Selama pendudukan Belanda di Indonesia, orang Tionghoa juga terlibat dalam sejumlah masalah sosial dan politik. Namun, mereka cenderung lebih terlibat dalam kegiatan ekonomi dan perdagangan.
Dalam urutan menurun, ada tiga tingkat Kewarganegaraan, yaitu 1) Belanda, 2) Asia Timur termasuk Etnis Tionghoa dan 3) Pribumi.
Asimilasi (perkawinan campuran) antara kelompok yang berbeda tidak dianjurkan karena akan menurunkan tingkat kewarganegaraan yang dinikmati oleh orang dari kelompok tingkat yang lebih tinggi.
Meskipun orang Tionghoa telah lama didiskriminasi oleh Belanda, mereka cukup senang dengan peran mereka sebagai mediator yang memberi mereka monopoli perdagangan.
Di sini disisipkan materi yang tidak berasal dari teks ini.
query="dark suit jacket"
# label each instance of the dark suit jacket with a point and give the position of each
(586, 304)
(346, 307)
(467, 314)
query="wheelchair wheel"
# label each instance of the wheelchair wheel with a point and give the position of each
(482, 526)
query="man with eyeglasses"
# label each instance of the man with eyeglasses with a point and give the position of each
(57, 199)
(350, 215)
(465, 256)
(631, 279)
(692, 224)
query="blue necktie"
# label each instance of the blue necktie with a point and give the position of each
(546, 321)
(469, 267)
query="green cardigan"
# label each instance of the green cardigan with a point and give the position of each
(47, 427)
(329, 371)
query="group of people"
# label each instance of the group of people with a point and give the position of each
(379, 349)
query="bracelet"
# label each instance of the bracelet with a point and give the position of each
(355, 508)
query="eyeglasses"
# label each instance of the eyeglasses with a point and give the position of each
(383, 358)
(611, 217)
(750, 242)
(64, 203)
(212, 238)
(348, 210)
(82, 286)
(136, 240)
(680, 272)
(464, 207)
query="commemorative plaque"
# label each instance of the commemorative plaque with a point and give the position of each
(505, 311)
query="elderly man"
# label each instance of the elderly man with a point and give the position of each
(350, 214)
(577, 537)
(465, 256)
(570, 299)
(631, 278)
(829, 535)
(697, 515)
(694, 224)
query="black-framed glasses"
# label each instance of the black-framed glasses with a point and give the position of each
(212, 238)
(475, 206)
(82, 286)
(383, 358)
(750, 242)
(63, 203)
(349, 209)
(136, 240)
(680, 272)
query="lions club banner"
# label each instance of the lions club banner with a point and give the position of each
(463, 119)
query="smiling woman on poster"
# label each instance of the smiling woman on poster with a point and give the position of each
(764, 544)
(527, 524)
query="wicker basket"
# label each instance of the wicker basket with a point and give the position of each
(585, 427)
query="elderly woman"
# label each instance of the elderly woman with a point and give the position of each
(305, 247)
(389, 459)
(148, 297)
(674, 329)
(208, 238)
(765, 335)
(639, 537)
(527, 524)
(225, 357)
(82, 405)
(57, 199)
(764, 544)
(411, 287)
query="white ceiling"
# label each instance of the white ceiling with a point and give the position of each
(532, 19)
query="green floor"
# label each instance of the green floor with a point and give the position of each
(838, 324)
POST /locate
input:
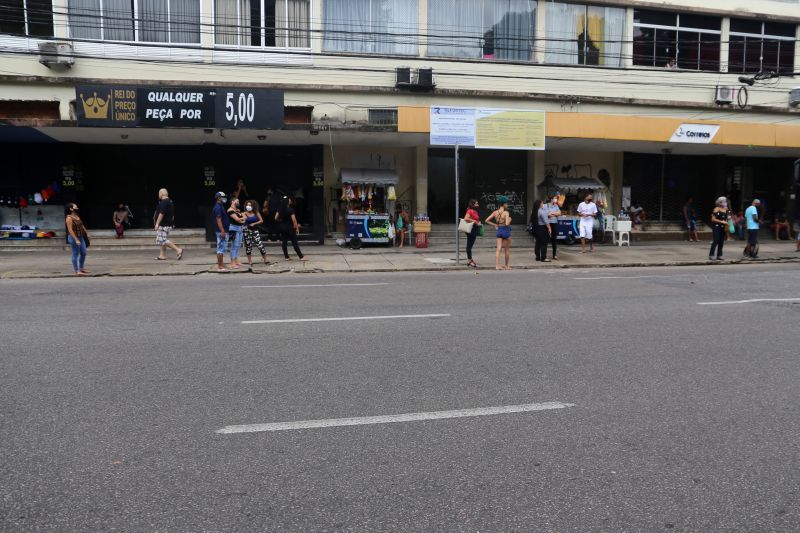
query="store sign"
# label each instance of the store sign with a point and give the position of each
(178, 107)
(694, 133)
(504, 129)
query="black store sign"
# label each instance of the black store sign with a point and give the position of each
(178, 107)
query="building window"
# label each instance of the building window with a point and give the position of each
(584, 35)
(264, 23)
(371, 26)
(489, 29)
(33, 18)
(757, 46)
(159, 21)
(676, 40)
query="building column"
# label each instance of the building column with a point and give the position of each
(723, 45)
(422, 179)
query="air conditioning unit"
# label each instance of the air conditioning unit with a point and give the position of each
(794, 96)
(725, 95)
(415, 79)
(53, 53)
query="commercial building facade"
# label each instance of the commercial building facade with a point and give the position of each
(631, 94)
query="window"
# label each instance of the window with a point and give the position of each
(489, 29)
(33, 18)
(371, 26)
(676, 40)
(160, 21)
(584, 35)
(761, 46)
(264, 23)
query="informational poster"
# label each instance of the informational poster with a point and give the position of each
(509, 129)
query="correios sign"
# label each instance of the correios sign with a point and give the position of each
(694, 133)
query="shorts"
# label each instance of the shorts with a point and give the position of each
(221, 243)
(162, 235)
(586, 227)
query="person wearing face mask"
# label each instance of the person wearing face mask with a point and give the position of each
(77, 237)
(719, 223)
(251, 234)
(553, 212)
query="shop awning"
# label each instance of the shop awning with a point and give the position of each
(370, 176)
(576, 183)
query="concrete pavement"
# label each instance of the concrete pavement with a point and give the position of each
(332, 259)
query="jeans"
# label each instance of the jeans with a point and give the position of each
(471, 236)
(78, 251)
(719, 240)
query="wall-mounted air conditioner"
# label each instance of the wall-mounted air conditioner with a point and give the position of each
(725, 95)
(53, 53)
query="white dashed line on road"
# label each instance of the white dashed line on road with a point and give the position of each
(342, 318)
(391, 419)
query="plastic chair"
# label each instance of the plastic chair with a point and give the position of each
(611, 222)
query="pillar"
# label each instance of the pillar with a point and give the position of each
(422, 179)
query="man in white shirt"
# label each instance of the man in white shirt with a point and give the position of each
(587, 211)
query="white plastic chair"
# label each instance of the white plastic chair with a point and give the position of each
(622, 228)
(611, 222)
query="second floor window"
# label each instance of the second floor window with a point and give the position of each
(584, 35)
(676, 40)
(371, 26)
(757, 46)
(281, 23)
(33, 18)
(489, 29)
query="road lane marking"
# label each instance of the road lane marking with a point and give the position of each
(754, 300)
(391, 419)
(341, 318)
(312, 285)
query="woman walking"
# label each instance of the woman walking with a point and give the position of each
(472, 217)
(289, 227)
(77, 238)
(541, 230)
(235, 230)
(719, 225)
(251, 234)
(501, 220)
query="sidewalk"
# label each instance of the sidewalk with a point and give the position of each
(331, 258)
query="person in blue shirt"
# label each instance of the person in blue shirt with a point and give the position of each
(753, 223)
(222, 225)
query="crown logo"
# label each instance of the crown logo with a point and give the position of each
(96, 107)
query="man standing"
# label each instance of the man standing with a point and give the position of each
(165, 219)
(221, 223)
(553, 212)
(587, 211)
(753, 222)
(689, 219)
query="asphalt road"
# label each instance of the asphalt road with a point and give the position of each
(684, 416)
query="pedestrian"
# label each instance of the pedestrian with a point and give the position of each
(252, 235)
(289, 227)
(400, 225)
(553, 212)
(541, 230)
(719, 226)
(587, 210)
(222, 225)
(689, 220)
(471, 216)
(77, 237)
(165, 219)
(235, 229)
(753, 223)
(120, 217)
(501, 220)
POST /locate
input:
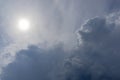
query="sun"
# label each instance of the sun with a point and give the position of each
(23, 24)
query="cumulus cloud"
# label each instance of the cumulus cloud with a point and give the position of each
(98, 55)
(35, 63)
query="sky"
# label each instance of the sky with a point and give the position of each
(66, 40)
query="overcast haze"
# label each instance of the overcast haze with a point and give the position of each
(66, 40)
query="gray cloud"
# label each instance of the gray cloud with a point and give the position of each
(98, 55)
(35, 63)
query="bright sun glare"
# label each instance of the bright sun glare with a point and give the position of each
(23, 24)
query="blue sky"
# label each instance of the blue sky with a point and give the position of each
(67, 40)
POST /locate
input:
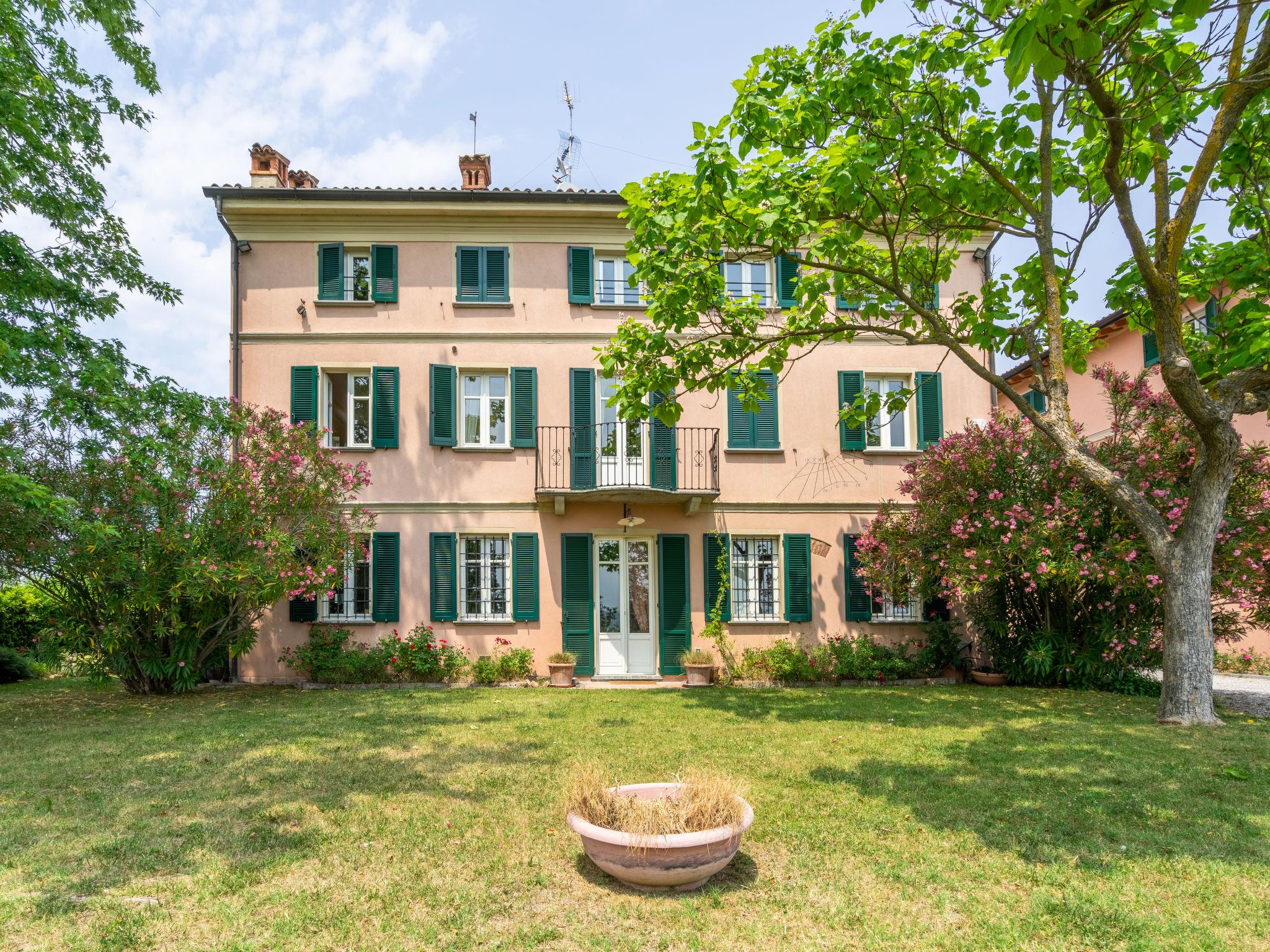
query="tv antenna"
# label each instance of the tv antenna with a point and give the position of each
(571, 146)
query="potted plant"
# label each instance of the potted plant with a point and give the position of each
(699, 666)
(561, 664)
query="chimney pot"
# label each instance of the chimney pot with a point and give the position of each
(474, 172)
(269, 167)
Ketika Kebijakan Etis diperkenalkan di Belanda pada pergantian abad yang lalu, orang-orang Tionghoa secara bertahap kehilangan hak-hak istimewa mereka. Upaya mereka untuk menuntut persamaan hak tidak pernah berhasil.
Pada saat itu orang-orang China berada dalam limbo. Mereka hampir kehilangan identitas mereka sendiri. Saat ini, dorongan nasionalisme yang melanda China daratan yang menggelitik di lubuk hati mereka dan diamati secara tajam oleh etnis Tionghoa di Indonesia.
Oleh karena itu, organisasi Tiong Hoa Hwe Koan (THHK) didirikan pada tahun 1900. Semangat organisasi ini didasarkan pada ajaran Khonghucu; dan nasionalismenya adalah nasionalisme China daratan. THHK menolak keterlibatannya dalam Volksraad (Parlemen pada masa pendudukan Belanda).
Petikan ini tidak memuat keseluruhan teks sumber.